OP4 EBUS-MEDIASTINAL CRYOBIOPSY VERSUS CONVENTIONAL EBUS-NEEDLE ASPIRATION: A 24 MONTHS RETROSPECTIVE COMPARATIVE STUDY IN UNIVERSITY OF MALAYA

Chun Ian Soo1, Vijayan Munusamy1, Leng Cheng Sia1, Diana Bee-Lan Ong2, Seow Fan Chiew2, Wai Ling Leong3, Hazwan Amzar Khairul Annuar3, Nur Husna Ibrahim1, Thian Chee Loh1, Juinn Liang Tan1, Mau Ern Poh1, Chee Kuan Wong1, Yong Kek Pang1, Chong Kin Liam1
1 Division of Respiratory Medicine, Department of Medicine, Faculty of Medicine, University of Malaya, 50603, Kuala Lumpur, Malaysia
2 Department of Pathology, Faculty of Medicine, University of Malaya, 50603, Kuala Lumpur, Malaysia
3 Department of Biomedical Imaging, Universiti Malaya Research Imaging Centre, Universiti Malaya, 50603, Kuala Lumpur, Malaysia

Background :

Endobronchial Ultrasound-Guided Transbronchial Mediastinal Cryobiopsy (EBUS-TMC) has
emerged as a popular supplementary technique for EBUS-TBNA in obtaining diagnostic tissue samples.

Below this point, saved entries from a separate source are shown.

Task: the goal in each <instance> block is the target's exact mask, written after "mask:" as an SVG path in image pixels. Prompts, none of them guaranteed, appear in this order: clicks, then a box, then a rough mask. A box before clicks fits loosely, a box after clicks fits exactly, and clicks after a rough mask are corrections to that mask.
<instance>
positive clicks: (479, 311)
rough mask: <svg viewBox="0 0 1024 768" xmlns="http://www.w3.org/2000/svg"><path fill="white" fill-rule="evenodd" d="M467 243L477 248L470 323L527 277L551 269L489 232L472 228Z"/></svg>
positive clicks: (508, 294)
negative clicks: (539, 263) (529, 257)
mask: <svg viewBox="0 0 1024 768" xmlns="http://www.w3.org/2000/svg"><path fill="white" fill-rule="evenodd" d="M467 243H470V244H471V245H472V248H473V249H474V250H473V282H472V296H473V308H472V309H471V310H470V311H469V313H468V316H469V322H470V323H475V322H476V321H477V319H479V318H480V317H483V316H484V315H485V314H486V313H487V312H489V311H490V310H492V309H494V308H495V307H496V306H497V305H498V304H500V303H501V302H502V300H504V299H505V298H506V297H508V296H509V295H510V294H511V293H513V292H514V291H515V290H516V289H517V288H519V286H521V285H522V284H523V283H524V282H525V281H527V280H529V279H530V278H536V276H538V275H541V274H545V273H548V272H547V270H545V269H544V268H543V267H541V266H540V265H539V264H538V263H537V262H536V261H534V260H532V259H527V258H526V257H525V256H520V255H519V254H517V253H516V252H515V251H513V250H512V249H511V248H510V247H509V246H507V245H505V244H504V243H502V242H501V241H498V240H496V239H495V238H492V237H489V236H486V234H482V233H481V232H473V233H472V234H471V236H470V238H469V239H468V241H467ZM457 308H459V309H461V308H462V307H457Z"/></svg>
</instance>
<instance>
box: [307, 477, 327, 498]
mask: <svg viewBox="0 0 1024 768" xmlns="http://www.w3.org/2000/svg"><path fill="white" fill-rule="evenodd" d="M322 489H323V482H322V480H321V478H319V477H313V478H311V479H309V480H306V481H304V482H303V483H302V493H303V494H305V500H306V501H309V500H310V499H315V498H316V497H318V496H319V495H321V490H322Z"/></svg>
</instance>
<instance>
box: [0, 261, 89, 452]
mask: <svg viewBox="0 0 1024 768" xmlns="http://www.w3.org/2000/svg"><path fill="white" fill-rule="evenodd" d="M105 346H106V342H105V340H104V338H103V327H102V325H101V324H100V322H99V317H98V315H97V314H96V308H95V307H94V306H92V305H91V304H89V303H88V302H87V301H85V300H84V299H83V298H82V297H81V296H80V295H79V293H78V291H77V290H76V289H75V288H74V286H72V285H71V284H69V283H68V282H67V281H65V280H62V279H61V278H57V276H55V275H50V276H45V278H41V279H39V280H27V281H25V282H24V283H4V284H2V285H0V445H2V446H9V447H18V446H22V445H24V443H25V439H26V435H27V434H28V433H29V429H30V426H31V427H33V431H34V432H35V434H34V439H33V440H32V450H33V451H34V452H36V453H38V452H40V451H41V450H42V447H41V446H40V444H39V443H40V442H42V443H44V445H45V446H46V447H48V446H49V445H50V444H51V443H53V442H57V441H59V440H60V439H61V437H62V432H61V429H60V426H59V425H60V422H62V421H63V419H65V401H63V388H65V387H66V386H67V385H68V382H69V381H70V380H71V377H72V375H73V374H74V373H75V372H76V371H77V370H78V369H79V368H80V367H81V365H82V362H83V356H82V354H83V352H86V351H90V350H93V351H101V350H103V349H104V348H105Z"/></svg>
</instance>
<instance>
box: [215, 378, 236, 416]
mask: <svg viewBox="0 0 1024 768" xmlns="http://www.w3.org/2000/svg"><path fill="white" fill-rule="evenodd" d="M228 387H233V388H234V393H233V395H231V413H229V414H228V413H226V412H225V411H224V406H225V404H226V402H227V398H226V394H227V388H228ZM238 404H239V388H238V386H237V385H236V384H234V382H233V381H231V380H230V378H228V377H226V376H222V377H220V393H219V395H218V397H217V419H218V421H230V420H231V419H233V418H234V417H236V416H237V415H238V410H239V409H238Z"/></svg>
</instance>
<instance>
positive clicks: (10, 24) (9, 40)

The degree to which EBUS-TMC enhances clinical decision-making remains a subject of ongoing debate

Method:

A single-center retrospective analysis of EBUS-TBNA and EBUS-TMC cases over 24 months to determine the diagnostic yield and safety of EBUS-TMC. TBNA was performed using a 22G needle as per guidelines.1 Cytology samples were air-dried to form tissue cell block (TCB). Extra samples used for liquid cell block (LCB) in Cytolyt® fixation. For EBUS-TMC, cryobiopsy (CB) was performed using a 1.1mm cryoprobe. CB samples were fixed in formalin.

Results: 

A total of 138 patients. 78 patients underwent EBUS-TBNA, while 60 patients underwent EBUS-TMC. The diagnostic yield from LCB, TCB, and CB were 71.8% (56 patients), 78.2% (61 patients), and 88.3% (53 patients) (P = 0.62). A significant difference in diagnostic yield was observed between CB to LCB (P = 0.031). Notably, sample adequacy for Next-generation sequencing (NGS) testing with CB was 96.9% (31 out of 32 samples), in contrast to 26.9% and 46.1% for LCB and TCB, respectively (P < 0.001). The procedure time was significantly shorter for CB at 33 minutes (IQR 25-42.7) compared to TBNA at 46 minutes (IQR 40-52): P < 0.001. Mild bleeding, requiring no intervention, occurred in about 10% of cases. No major complications or mortality reported.

Conclusion:

EBUS-TMC offers a promising advancement in EBUS guided biopsies, especially for NGS testing. It refines precision treatment, especially in the evolving landscape of NSCLC treatment.